Since the old metrics were expressed in overall CPU utilisation (sys_cpu_utilization_rate, out of 100%) and (sysproc_cpu_utilization_rate, out of X00%, X = num CPUs), and the metrics sys_cpu_seconds_total are not, these had to be adapted.
To calculate the overall CPU utilisation, the recording rules use sys_cpu_host_cores_available to divide the seconds per CPU by (1s * num_cpus), resulting in value [0-100].
I've noticed in MB-60533, where the Xen HVM hypervisor is used, that the sys_cpu_host_cores_available can be reported as what appears to be the number of CPUs on the hypervisor host.
Checking /proc/interrupts and /proc/zoneinfo, or /sys/fs/cgroup/cpuset.cpus.effective:0-7, we see we have 8 CPUs. However, if we check Cpus_allowed_list for each process, we do see the number of CPUs on which tasks can be scheduled is 64. I'm not sure if that is what erlang uses for it's :erlang.system_info(:logical_processors). The code is in a NIF here: https://github.com/erlang/otp/blob/413da54ce2eca7c40786871859b87930cc21d239/erts/lib_src/common/erl_misc_utils.c#L262
However, all of this seems to result in incorrect metrics. Here's a screenshot of:
- sys_cpu_utilization_rate = 94% (which uses max of values derived from 3. and 4.)

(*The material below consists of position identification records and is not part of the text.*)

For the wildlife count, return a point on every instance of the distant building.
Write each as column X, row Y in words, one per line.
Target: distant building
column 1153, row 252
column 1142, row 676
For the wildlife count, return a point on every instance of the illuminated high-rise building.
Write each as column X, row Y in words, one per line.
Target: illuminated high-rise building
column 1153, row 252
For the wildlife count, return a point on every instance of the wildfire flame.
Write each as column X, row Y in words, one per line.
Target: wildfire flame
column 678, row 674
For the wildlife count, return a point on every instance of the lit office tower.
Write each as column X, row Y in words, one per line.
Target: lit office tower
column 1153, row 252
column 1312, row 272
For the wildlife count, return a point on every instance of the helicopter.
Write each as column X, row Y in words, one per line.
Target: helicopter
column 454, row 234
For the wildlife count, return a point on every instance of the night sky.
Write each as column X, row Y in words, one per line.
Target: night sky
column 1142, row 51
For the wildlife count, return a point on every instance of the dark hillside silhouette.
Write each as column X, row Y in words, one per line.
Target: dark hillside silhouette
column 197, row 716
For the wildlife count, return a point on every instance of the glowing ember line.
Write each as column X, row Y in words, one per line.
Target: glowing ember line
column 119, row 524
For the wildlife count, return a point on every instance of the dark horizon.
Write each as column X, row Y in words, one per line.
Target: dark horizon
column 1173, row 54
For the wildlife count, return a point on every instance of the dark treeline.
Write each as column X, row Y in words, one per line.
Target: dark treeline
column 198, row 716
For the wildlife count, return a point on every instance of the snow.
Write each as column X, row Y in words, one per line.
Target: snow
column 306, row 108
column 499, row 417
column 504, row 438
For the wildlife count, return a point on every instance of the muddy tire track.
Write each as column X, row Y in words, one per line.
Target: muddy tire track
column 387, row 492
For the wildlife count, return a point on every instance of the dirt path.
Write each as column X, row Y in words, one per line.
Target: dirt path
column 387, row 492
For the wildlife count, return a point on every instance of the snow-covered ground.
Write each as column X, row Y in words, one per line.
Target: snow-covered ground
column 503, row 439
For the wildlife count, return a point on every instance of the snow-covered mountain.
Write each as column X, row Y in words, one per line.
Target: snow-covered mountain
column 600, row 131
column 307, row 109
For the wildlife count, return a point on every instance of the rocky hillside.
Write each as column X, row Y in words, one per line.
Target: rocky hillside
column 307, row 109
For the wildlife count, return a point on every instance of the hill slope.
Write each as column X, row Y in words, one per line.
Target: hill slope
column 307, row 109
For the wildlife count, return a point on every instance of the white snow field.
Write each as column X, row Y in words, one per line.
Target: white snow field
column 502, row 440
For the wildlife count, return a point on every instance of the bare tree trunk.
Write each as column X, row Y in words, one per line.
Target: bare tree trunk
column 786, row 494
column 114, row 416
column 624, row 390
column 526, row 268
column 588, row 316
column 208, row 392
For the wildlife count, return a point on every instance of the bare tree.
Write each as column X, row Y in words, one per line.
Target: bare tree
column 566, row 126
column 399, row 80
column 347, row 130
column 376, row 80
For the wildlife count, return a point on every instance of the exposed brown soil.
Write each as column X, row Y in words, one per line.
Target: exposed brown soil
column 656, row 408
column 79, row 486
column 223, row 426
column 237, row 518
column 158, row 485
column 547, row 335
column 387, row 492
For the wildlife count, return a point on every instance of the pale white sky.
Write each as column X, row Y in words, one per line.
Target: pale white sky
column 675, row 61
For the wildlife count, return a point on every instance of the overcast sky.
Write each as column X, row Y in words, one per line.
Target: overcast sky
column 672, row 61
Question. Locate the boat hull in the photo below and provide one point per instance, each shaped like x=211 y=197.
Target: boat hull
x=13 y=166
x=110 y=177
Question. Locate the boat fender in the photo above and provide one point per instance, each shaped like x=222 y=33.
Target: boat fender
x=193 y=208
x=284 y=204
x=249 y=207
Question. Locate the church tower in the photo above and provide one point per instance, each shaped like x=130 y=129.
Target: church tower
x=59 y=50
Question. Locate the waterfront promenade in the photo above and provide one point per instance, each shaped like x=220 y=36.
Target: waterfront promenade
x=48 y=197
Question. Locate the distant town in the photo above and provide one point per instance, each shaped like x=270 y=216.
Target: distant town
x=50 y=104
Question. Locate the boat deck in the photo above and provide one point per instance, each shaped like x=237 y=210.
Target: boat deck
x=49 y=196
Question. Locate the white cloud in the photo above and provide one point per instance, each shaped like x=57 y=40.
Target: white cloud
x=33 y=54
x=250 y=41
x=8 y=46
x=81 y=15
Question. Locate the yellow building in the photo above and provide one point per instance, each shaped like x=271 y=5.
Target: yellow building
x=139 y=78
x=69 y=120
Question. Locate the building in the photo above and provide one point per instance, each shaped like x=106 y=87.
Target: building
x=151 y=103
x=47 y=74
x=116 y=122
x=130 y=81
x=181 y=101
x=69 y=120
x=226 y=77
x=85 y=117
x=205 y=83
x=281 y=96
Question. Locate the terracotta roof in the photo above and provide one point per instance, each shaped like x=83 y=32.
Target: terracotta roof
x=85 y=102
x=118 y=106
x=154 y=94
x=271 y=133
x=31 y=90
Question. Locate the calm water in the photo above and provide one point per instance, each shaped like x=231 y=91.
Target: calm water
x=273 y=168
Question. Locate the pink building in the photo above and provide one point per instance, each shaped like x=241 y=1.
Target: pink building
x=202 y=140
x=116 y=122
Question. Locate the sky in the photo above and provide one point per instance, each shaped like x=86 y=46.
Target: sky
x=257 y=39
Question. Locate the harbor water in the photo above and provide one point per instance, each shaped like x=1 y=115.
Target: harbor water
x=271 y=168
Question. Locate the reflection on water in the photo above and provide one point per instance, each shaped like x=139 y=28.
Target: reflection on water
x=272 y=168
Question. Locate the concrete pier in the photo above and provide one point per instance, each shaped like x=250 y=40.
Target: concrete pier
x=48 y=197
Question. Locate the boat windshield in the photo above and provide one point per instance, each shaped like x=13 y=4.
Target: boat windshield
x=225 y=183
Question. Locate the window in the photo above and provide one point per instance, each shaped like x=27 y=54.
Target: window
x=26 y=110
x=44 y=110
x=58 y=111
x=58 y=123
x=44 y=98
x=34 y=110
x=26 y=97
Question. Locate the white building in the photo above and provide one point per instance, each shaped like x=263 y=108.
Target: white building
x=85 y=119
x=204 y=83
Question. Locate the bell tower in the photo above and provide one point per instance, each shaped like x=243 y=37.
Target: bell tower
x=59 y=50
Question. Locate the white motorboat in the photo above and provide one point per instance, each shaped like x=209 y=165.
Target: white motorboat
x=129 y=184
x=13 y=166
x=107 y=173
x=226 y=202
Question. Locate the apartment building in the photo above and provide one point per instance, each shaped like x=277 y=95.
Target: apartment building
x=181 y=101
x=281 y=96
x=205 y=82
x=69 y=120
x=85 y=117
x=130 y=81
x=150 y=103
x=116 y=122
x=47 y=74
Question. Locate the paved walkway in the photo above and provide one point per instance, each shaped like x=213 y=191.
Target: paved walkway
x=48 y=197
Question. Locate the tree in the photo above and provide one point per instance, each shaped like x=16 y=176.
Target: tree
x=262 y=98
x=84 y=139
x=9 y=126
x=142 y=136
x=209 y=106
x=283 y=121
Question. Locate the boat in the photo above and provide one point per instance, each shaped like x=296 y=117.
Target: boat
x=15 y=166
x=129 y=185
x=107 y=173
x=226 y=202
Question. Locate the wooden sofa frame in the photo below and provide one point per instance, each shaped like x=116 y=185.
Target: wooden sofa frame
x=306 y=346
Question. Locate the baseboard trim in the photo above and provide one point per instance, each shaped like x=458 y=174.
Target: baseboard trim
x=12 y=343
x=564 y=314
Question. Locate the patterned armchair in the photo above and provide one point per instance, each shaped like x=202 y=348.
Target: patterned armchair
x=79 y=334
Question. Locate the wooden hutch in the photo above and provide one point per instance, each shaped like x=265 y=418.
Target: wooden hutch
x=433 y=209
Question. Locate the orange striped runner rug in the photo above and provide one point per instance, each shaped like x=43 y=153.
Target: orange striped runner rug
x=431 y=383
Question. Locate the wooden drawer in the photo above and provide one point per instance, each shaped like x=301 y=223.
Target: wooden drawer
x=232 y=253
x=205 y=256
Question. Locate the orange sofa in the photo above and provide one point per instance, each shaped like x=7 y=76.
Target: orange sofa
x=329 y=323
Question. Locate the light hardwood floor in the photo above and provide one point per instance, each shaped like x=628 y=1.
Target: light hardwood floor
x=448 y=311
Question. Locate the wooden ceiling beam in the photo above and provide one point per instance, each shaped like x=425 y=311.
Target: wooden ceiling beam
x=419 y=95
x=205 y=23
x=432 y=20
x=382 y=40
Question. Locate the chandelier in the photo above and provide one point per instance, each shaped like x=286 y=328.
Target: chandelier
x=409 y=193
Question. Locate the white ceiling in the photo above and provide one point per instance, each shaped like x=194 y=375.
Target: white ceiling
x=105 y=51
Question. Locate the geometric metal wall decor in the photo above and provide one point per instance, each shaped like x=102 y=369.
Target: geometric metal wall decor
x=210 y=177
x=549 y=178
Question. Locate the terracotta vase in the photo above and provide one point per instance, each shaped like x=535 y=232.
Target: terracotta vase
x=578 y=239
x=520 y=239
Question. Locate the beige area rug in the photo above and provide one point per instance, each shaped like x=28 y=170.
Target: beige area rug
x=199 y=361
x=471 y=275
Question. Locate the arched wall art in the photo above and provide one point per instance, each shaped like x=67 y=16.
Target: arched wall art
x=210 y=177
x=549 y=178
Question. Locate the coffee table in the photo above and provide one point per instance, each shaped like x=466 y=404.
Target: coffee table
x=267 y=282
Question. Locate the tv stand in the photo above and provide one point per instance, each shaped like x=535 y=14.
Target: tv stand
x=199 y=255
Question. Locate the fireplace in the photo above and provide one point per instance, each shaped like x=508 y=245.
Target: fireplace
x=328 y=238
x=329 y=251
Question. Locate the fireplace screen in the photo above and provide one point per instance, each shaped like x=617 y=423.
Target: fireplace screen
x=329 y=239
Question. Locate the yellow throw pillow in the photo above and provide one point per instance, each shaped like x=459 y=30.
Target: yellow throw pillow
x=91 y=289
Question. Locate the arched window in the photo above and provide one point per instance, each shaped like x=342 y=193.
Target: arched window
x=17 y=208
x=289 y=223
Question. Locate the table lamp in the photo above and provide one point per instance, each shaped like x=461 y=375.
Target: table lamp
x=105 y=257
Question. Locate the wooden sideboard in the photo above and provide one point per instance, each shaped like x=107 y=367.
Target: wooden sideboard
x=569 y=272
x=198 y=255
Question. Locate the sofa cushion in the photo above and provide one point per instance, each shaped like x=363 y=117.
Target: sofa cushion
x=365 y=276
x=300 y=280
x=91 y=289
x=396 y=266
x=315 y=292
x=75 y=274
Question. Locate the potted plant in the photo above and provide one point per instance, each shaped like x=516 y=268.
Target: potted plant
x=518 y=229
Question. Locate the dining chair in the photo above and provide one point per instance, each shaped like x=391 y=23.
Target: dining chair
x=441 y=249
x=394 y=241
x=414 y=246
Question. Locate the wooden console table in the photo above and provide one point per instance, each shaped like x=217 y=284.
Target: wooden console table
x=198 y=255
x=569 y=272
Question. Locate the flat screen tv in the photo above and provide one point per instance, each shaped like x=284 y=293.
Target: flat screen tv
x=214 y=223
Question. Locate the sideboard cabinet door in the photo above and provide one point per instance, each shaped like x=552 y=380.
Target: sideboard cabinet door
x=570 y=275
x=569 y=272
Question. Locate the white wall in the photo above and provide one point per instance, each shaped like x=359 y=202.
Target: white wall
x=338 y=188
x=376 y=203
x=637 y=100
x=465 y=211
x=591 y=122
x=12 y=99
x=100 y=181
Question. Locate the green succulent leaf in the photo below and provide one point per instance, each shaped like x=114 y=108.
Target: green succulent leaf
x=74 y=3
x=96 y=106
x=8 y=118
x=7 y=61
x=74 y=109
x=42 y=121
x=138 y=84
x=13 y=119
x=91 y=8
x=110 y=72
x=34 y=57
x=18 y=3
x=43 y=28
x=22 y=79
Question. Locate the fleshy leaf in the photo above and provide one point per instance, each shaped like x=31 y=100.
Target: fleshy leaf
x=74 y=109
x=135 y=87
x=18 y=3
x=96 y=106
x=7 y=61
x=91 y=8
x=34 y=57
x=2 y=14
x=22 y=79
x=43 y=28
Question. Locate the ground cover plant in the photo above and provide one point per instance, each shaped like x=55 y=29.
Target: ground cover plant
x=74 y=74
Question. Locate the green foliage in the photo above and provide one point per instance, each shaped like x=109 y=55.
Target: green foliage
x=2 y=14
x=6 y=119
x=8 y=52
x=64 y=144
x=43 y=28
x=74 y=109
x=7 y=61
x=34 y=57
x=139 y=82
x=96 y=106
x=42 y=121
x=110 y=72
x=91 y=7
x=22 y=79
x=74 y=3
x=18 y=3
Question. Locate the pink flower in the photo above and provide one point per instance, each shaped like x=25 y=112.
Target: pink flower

- sys_cpu_host_utilization_rate = 94% (which is based on 3.)
- 100 - (irate(sys_cpu_host_seconds_total{mode=`idle`}[30s]) / ignoring(name,mode) sys_cpu_host_cores_available * 100) (which is the LHS of the sys_cpu_utilization_rate max())
- irate(sys_cpu_cgroup_seconds_total{mode=`usage`}[30s]) / ignoring(name,mode) sys_cpu_cores_available * 100 (which is the RHS of the sys_cpu_utilization_rate max())
- sys_cpu_cores_available = 8 (the VM guest)
- sys_cpu_host_cores_available = 64 (the VM host)
In this instance, I believe the correct value to display for both cpu utilisation rates is 52.6. If we sum the processes tracked by sys_cpuproc_utilisation_rate, the result is ~400% which is also 50% of 8 CPUs. However, 94.5 is displayed instead, which is the result of dividing by 64 and subtracting that from 1, resulting in a larger value.